Houston, Texas-based Ultra Petroleum is an independent energy firm engaged in the acquisition, development, exploration and production of oil and gas properties. The company’s operations are focused on the Green River Basin of southwest Wyoming, mainly covering the Pinedale and the Jonah fields. Ultra Petroleum also holds substantial acreage in the Marcellus Shale region of Pennsylvania. As of now, the company’s total holdings in the region is approximately 480,000 gross acres (250,000 net), with the potential for 1,800 net drilling locations. 

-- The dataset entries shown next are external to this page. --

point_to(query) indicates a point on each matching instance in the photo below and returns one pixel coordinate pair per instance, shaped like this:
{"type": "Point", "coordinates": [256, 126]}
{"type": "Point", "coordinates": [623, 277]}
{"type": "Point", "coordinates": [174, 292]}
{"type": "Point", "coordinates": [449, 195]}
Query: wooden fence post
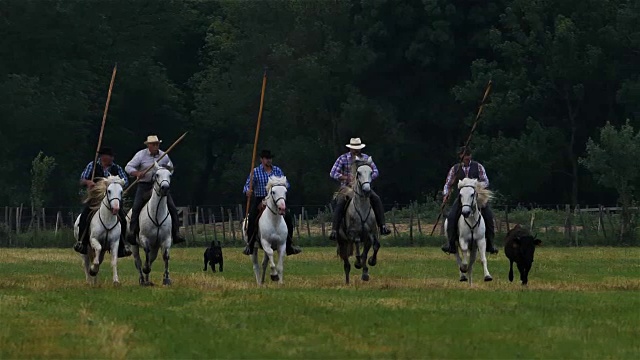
{"type": "Point", "coordinates": [224, 232]}
{"type": "Point", "coordinates": [306, 218]}
{"type": "Point", "coordinates": [212, 218]}
{"type": "Point", "coordinates": [231, 227]}
{"type": "Point", "coordinates": [506, 217]}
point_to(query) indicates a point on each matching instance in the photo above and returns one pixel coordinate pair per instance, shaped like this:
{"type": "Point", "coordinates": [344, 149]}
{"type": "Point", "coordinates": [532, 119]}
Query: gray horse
{"type": "Point", "coordinates": [359, 226]}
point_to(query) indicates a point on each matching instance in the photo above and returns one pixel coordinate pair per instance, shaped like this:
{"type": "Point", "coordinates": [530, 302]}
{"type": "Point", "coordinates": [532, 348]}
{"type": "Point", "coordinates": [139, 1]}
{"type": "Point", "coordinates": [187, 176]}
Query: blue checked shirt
{"type": "Point", "coordinates": [86, 174]}
{"type": "Point", "coordinates": [260, 179]}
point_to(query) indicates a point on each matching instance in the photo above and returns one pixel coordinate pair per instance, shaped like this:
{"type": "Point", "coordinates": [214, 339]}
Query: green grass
{"type": "Point", "coordinates": [580, 303]}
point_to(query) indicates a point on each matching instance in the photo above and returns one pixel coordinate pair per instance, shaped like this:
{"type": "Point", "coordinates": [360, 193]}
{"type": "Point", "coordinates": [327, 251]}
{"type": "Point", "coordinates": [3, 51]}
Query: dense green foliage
{"type": "Point", "coordinates": [404, 75]}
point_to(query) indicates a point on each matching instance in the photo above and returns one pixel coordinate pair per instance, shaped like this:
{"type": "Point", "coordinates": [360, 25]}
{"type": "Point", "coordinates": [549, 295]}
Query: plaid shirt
{"type": "Point", "coordinates": [86, 174]}
{"type": "Point", "coordinates": [342, 166]}
{"type": "Point", "coordinates": [260, 179]}
{"type": "Point", "coordinates": [452, 175]}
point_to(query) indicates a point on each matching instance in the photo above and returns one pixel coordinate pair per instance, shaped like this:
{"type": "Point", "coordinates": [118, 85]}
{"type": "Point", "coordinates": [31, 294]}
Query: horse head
{"type": "Point", "coordinates": [162, 180]}
{"type": "Point", "coordinates": [363, 174]}
{"type": "Point", "coordinates": [468, 196]}
{"type": "Point", "coordinates": [114, 193]}
{"type": "Point", "coordinates": [277, 192]}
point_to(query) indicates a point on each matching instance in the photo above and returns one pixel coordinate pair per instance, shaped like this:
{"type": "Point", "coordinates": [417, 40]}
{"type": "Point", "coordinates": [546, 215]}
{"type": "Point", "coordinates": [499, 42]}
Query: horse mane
{"type": "Point", "coordinates": [275, 180]}
{"type": "Point", "coordinates": [96, 193]}
{"type": "Point", "coordinates": [484, 195]}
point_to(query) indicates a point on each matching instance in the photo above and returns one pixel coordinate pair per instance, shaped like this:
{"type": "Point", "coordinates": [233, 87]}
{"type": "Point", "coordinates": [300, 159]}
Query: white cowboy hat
{"type": "Point", "coordinates": [152, 139]}
{"type": "Point", "coordinates": [355, 143]}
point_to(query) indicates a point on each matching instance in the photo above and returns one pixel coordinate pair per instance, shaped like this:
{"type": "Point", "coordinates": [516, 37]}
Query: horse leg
{"type": "Point", "coordinates": [153, 255]}
{"type": "Point", "coordinates": [510, 270]}
{"type": "Point", "coordinates": [373, 260]}
{"type": "Point", "coordinates": [272, 264]}
{"type": "Point", "coordinates": [463, 276]}
{"type": "Point", "coordinates": [114, 261]}
{"type": "Point", "coordinates": [265, 262]}
{"type": "Point", "coordinates": [472, 259]}
{"type": "Point", "coordinates": [482, 248]}
{"type": "Point", "coordinates": [347, 268]}
{"type": "Point", "coordinates": [97, 248]}
{"type": "Point", "coordinates": [85, 267]}
{"type": "Point", "coordinates": [165, 256]}
{"type": "Point", "coordinates": [365, 268]}
{"type": "Point", "coordinates": [282, 253]}
{"type": "Point", "coordinates": [138, 262]}
{"type": "Point", "coordinates": [256, 267]}
{"type": "Point", "coordinates": [358, 263]}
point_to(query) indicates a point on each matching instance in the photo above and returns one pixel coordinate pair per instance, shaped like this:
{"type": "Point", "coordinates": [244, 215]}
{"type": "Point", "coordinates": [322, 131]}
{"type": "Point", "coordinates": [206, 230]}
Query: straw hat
{"type": "Point", "coordinates": [152, 139]}
{"type": "Point", "coordinates": [355, 143]}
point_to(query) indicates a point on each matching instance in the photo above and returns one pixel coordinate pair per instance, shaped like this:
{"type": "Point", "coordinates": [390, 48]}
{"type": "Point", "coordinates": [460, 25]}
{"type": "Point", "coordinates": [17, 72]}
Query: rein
{"type": "Point", "coordinates": [474, 209]}
{"type": "Point", "coordinates": [360, 185]}
{"type": "Point", "coordinates": [275, 201]}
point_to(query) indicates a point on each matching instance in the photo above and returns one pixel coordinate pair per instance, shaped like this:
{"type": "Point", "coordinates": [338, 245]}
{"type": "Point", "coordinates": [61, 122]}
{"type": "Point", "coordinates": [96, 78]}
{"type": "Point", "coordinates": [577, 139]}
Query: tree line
{"type": "Point", "coordinates": [406, 76]}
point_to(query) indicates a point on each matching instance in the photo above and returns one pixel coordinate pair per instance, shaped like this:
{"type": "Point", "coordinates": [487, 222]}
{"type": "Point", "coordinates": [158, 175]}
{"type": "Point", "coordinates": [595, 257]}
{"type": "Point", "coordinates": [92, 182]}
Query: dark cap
{"type": "Point", "coordinates": [266, 154]}
{"type": "Point", "coordinates": [464, 150]}
{"type": "Point", "coordinates": [105, 150]}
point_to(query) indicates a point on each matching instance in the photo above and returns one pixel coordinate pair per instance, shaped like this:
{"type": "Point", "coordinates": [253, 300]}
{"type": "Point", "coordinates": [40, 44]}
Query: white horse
{"type": "Point", "coordinates": [471, 228]}
{"type": "Point", "coordinates": [360, 221]}
{"type": "Point", "coordinates": [272, 231]}
{"type": "Point", "coordinates": [103, 227]}
{"type": "Point", "coordinates": [155, 228]}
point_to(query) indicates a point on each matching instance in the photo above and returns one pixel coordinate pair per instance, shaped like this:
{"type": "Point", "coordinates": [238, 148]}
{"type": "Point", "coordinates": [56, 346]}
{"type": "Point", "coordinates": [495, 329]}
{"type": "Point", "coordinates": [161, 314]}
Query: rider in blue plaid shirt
{"type": "Point", "coordinates": [105, 168]}
{"type": "Point", "coordinates": [261, 175]}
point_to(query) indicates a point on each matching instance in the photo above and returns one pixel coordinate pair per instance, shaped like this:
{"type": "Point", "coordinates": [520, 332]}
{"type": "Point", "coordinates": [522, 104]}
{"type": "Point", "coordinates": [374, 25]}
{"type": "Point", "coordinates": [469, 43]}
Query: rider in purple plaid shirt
{"type": "Point", "coordinates": [341, 171]}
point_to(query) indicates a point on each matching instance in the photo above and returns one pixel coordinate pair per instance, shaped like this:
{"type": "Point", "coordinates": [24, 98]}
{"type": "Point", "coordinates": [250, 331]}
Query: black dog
{"type": "Point", "coordinates": [212, 256]}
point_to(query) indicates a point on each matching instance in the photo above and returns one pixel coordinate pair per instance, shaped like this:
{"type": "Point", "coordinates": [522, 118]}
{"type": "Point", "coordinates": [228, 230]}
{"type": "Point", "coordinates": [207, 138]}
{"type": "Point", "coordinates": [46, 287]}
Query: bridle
{"type": "Point", "coordinates": [275, 201]}
{"type": "Point", "coordinates": [474, 209]}
{"type": "Point", "coordinates": [361, 184]}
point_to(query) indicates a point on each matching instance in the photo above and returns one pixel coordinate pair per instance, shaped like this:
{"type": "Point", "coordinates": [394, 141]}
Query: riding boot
{"type": "Point", "coordinates": [338, 214]}
{"type": "Point", "coordinates": [123, 247]}
{"type": "Point", "coordinates": [291, 249]}
{"type": "Point", "coordinates": [81, 245]}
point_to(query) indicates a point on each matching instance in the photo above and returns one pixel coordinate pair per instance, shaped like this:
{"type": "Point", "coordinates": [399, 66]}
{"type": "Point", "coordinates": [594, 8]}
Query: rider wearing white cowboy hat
{"type": "Point", "coordinates": [473, 170]}
{"type": "Point", "coordinates": [136, 167]}
{"type": "Point", "coordinates": [341, 171]}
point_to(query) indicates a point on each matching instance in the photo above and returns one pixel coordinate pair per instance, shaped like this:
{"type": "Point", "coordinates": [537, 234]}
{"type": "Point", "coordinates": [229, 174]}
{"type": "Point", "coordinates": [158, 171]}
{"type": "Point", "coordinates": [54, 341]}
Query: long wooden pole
{"type": "Point", "coordinates": [151, 166]}
{"type": "Point", "coordinates": [255, 142]}
{"type": "Point", "coordinates": [466, 144]}
{"type": "Point", "coordinates": [104, 119]}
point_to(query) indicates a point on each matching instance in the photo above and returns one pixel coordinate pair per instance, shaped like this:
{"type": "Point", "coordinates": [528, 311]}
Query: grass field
{"type": "Point", "coordinates": [580, 303]}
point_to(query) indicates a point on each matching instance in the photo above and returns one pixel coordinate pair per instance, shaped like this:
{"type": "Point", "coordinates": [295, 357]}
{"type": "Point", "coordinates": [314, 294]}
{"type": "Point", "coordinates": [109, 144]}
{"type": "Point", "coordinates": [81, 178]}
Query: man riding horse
{"type": "Point", "coordinates": [104, 168]}
{"type": "Point", "coordinates": [261, 175]}
{"type": "Point", "coordinates": [341, 171]}
{"type": "Point", "coordinates": [141, 161]}
{"type": "Point", "coordinates": [474, 170]}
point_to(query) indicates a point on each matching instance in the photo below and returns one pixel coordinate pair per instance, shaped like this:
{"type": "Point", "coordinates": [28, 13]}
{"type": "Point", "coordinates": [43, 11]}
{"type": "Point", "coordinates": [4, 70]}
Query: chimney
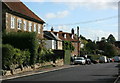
{"type": "Point", "coordinates": [52, 29]}
{"type": "Point", "coordinates": [72, 31]}
{"type": "Point", "coordinates": [78, 31]}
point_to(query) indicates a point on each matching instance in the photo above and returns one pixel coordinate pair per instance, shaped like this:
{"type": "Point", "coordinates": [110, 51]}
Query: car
{"type": "Point", "coordinates": [88, 61]}
{"type": "Point", "coordinates": [94, 61]}
{"type": "Point", "coordinates": [80, 60]}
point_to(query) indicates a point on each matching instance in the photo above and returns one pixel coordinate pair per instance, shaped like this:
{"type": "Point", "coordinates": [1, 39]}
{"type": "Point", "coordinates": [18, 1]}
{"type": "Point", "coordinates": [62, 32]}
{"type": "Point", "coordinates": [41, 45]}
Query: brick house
{"type": "Point", "coordinates": [52, 41]}
{"type": "Point", "coordinates": [64, 36]}
{"type": "Point", "coordinates": [17, 17]}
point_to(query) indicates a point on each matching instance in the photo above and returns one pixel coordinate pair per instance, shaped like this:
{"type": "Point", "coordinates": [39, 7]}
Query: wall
{"type": "Point", "coordinates": [8, 25]}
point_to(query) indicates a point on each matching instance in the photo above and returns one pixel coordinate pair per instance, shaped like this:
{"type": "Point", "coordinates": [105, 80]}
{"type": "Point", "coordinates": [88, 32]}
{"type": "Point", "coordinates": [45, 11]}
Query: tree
{"type": "Point", "coordinates": [111, 39]}
{"type": "Point", "coordinates": [103, 39]}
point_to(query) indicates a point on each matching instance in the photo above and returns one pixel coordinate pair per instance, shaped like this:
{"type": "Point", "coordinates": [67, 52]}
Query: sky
{"type": "Point", "coordinates": [96, 18]}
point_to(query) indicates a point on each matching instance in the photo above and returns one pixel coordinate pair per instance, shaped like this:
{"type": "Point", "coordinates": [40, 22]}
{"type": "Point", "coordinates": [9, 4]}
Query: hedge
{"type": "Point", "coordinates": [23, 40]}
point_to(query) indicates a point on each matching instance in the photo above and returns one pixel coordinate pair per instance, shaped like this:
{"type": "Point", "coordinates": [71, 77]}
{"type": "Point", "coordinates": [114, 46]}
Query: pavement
{"type": "Point", "coordinates": [37, 71]}
{"type": "Point", "coordinates": [44, 70]}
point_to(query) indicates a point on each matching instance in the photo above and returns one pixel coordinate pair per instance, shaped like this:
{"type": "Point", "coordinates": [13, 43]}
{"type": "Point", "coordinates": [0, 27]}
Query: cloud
{"type": "Point", "coordinates": [59, 14]}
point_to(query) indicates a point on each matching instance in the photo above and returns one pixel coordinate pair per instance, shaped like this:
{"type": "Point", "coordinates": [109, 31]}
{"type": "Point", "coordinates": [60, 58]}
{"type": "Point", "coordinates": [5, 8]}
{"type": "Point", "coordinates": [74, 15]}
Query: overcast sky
{"type": "Point", "coordinates": [96, 18]}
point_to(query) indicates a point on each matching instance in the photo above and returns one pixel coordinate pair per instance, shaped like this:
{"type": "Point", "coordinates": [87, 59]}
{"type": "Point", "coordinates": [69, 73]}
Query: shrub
{"type": "Point", "coordinates": [7, 56]}
{"type": "Point", "coordinates": [12, 56]}
{"type": "Point", "coordinates": [23, 40]}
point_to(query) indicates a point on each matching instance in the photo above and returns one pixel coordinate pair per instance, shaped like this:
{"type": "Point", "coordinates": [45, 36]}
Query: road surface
{"type": "Point", "coordinates": [105, 72]}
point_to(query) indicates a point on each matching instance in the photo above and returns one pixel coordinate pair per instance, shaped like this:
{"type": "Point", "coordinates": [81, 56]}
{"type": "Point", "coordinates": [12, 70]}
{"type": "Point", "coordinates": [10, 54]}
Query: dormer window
{"type": "Point", "coordinates": [30, 26]}
{"type": "Point", "coordinates": [12, 22]}
{"type": "Point", "coordinates": [34, 27]}
{"type": "Point", "coordinates": [65, 36]}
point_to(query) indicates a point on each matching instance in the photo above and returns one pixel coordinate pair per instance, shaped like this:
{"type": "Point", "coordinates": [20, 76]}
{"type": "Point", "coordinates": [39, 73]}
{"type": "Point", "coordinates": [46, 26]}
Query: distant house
{"type": "Point", "coordinates": [52, 42]}
{"type": "Point", "coordinates": [17, 17]}
{"type": "Point", "coordinates": [64, 36]}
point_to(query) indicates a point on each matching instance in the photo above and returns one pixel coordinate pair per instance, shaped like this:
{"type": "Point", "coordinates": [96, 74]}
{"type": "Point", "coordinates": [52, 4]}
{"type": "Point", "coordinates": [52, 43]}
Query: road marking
{"type": "Point", "coordinates": [117, 79]}
{"type": "Point", "coordinates": [37, 73]}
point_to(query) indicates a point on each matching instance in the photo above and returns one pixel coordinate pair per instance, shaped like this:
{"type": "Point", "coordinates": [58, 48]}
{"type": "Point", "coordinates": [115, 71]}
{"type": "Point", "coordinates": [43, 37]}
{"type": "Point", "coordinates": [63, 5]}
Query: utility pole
{"type": "Point", "coordinates": [78, 42]}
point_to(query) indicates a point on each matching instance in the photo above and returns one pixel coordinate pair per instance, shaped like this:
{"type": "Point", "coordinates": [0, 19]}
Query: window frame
{"type": "Point", "coordinates": [19, 23]}
{"type": "Point", "coordinates": [12, 22]}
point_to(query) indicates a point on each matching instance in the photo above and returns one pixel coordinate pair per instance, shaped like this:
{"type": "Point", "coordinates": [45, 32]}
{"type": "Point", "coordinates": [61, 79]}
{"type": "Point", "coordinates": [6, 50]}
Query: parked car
{"type": "Point", "coordinates": [103, 59]}
{"type": "Point", "coordinates": [80, 60]}
{"type": "Point", "coordinates": [116, 59]}
{"type": "Point", "coordinates": [88, 61]}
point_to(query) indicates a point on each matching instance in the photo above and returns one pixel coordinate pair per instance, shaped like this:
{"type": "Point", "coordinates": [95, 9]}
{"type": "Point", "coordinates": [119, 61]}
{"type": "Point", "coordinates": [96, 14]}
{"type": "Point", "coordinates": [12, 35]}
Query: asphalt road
{"type": "Point", "coordinates": [105, 72]}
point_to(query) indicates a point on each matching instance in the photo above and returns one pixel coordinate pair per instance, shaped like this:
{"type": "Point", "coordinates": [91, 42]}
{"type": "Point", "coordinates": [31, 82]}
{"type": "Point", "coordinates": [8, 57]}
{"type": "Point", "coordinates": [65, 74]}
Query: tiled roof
{"type": "Point", "coordinates": [21, 8]}
{"type": "Point", "coordinates": [50, 36]}
{"type": "Point", "coordinates": [68, 36]}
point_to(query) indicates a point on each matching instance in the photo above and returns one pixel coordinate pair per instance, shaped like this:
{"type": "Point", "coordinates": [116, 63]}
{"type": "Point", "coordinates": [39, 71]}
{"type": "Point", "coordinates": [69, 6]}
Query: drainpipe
{"type": "Point", "coordinates": [78, 43]}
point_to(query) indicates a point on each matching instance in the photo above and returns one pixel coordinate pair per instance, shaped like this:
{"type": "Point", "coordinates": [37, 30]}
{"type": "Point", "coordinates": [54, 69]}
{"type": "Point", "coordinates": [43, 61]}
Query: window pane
{"type": "Point", "coordinates": [39, 28]}
{"type": "Point", "coordinates": [19, 23]}
{"type": "Point", "coordinates": [24, 25]}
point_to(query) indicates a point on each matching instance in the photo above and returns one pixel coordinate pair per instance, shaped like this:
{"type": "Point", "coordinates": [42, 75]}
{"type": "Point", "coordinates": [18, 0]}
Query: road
{"type": "Point", "coordinates": [105, 72]}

Ultra Petroleum’s reserve and production growth performance over the last few years has been one of the best in its peer group. Importantly, the company seems well positioned to sustain the strong growth momentum for quite some time based on its impressive exposure to the high-return Marcellus Shale play.
 
However, the company’s high natural gas exposure remains a cause for concern. Despite the recent uptick, natural gas prices are still way off the July 2008 highs, when they rallied to over $13 per million Btu (MMBtu). Ultra Petroleum, which derives approximately 95% of its reserves/production from natural gas, has seen its sales and income fall drastically in recent quarters on the back of a sharp drop in commodity prices. 

We believe this trend will continue to hurt the company’s revenue and profitability in the near future. Consequently, we do not anticipate a significant upside and expect the stock to perform in line with the broader market.